Following the examples of the book, let us investigate the average arrival delay of the flights.
summarize(flights, delay=mean(arr_delay, na.rm=TRUE))
## # A tibble: 1 x 1
## delay
## <dbl>
## 1 6.90
The output we obtain is the average delay over all observaitons. What if we want to know the average arrival delay per day? We’ll need to group the data frame by days!
group_by(flights, year, month, day) %>%
summarize(avg_delay_by_day=mean(dep_delay, na.rm=TRUE))
## `summarise()` regrouping output by 'year', 'month' (override with `.groups` argument)
## # A tibble: 365 x 4
## # Groups: year, month [12]
## year month day avg_delay_by_day
## <int> <int> <int> <dbl>
## 1 2013 1 1 11.5
## 2 2013 1 2 13.9
## 3 2013 1 3 11.0
## 4 2013 1 4 8.95
## 5 2013 1 5 5.73
## 6 2013 1 6 7.15
## 7 2013 1 7 5.42
## 8 2013 1 8 2.55
## 9 2013 1 9 2.28
## 10 2013 1 10 2.84
## # ... with 355 more rows
What I am doing with group_by()
is grouping the flights dataframe by year, month and day. The last column of this new output shows us the average delay per day instead the average delay over all observations.
We can also calcualte the average arrival delay per month. For this, we would have to group the data by year and month.
group_by(flights, year, month) %>%
summarize(avg_delay_by_month=mean(arr_delay, na.rm=TRUE))
## `summarise()` regrouping output by 'year' (override with `.groups` argument)
## # A tibble: 12 x 3
## # Groups: year [1]
## year month avg_delay_by_month
## <int> <int> <dbl>
## 1 2013 1 6.13
## 2 2013 2 5.61
## 3 2013 3 5.81
## 4 2013 4 11.2
## 5 2013 5 3.52
## 6 2013 6 16.5
## 7 2013 7 16.7
## 8 2013 8 6.04
## 9 2013 9 -4.02
## 10 2013 10 -0.167
## 11 2013 11 0.461
## 12 2013 12 14.9
Or maybe you think it makes more sense to group by destination:
group_by(flights, dest) %>%
summarize(by_dest=mean(arr_delay, na.rm=TRUE))
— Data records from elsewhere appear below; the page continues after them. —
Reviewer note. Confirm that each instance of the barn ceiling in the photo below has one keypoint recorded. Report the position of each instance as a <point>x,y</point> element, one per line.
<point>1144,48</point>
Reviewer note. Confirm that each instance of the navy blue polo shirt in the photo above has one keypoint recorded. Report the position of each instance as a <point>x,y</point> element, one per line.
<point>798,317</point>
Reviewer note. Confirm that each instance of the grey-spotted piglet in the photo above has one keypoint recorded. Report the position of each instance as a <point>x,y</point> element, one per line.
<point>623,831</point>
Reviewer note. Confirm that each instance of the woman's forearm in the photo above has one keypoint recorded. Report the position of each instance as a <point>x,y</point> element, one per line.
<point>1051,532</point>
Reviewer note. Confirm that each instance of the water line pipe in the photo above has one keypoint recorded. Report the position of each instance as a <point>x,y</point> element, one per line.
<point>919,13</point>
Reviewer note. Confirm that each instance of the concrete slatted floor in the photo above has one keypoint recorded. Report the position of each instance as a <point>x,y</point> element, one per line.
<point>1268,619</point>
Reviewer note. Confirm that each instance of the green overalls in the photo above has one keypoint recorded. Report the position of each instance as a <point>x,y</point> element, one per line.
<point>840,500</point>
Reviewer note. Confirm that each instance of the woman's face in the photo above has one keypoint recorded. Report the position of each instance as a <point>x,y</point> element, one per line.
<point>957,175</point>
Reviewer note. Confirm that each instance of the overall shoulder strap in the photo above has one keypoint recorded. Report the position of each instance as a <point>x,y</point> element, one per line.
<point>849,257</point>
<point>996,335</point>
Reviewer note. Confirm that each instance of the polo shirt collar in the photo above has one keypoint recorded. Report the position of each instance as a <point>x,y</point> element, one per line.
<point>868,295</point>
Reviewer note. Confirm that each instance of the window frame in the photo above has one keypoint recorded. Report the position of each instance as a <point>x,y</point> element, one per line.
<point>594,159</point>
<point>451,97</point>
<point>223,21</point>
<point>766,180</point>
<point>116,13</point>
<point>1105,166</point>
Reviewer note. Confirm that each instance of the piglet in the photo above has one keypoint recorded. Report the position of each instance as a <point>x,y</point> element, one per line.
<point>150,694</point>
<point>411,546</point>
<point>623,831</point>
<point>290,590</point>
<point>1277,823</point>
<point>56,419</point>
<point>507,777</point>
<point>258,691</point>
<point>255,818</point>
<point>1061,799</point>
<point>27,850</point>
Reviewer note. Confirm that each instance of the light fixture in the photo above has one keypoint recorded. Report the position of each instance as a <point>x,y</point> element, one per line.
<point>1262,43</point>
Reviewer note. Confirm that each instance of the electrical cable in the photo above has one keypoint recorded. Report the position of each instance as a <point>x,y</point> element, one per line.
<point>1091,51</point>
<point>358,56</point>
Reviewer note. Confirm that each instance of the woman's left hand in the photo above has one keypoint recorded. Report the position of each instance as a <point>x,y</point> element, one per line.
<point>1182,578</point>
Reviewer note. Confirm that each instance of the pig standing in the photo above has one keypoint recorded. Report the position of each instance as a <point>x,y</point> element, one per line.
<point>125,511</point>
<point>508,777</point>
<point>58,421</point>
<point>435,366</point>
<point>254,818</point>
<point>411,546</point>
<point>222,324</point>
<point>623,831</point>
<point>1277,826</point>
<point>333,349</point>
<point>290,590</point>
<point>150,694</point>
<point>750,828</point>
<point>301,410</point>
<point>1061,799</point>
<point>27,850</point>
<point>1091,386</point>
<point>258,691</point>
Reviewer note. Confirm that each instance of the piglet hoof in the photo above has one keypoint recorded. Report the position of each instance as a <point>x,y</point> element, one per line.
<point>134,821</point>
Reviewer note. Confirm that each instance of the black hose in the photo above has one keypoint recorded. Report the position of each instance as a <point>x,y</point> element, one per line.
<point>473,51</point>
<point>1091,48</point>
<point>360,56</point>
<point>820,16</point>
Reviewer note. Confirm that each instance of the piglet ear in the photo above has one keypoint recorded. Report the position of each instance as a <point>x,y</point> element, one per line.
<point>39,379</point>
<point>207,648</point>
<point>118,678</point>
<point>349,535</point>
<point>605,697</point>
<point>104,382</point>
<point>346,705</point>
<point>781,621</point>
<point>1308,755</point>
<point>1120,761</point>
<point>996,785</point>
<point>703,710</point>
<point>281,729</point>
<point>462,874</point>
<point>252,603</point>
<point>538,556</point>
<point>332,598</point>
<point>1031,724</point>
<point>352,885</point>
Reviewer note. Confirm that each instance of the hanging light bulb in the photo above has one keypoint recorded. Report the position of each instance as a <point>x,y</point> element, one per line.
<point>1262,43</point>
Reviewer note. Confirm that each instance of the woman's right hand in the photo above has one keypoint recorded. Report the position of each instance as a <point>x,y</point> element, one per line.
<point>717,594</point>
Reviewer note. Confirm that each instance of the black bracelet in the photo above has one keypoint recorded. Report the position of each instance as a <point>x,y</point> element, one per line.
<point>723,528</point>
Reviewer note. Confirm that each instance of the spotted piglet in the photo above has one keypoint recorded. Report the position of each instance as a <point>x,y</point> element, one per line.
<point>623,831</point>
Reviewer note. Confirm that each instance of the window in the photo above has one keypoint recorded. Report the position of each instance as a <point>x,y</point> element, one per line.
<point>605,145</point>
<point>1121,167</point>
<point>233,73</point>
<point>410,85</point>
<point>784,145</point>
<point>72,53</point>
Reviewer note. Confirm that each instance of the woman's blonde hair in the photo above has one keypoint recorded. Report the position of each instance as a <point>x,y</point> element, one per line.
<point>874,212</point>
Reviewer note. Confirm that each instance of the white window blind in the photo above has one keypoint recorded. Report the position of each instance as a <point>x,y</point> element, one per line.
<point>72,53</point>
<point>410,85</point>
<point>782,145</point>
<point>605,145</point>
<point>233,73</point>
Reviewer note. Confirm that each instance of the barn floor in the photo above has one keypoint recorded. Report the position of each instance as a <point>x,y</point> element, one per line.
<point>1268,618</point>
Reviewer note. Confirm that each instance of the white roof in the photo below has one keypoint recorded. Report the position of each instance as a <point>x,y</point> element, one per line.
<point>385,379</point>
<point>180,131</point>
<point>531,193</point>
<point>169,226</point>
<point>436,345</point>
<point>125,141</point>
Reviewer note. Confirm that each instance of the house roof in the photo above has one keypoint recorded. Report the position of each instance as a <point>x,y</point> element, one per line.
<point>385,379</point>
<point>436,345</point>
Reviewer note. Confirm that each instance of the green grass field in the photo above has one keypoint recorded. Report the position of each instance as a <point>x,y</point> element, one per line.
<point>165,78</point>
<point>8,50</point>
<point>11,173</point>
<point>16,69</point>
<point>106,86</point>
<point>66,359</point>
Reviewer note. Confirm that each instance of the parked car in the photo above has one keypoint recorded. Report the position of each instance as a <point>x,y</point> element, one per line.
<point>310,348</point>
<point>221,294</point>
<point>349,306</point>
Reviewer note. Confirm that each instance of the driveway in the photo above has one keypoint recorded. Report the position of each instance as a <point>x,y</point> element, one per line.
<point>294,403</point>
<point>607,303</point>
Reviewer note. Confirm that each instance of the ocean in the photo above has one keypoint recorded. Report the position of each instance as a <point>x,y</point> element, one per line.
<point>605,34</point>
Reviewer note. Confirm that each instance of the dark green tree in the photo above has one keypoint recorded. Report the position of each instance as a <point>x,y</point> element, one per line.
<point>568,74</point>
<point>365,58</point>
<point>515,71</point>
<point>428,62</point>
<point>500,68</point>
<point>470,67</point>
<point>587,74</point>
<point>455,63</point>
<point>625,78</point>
## `summarise()` ungrouping output (override with `.groups` argument)
## # A tibble: 105 x 2
## dest by_dest
## <chr> <dbl>
## 1 ABQ 4.38
## 2 ACK 4.85
## 3 ALB 14.4
## 4 ANC -2.5
## 5 ATL 11.3
## 6 AUS 6.02
## 7 AVL 8.00
## 8 BDL 7.05
## 9 BGR 8.03
## 10 BHM 16.9
## # ... with 95 more rows
In this post, I provide a quick overview of dplyr. It naturally takes some time to understand everything and all the commands, but you’ll eventually get it! I can really recommend checking out the book and do the exercises.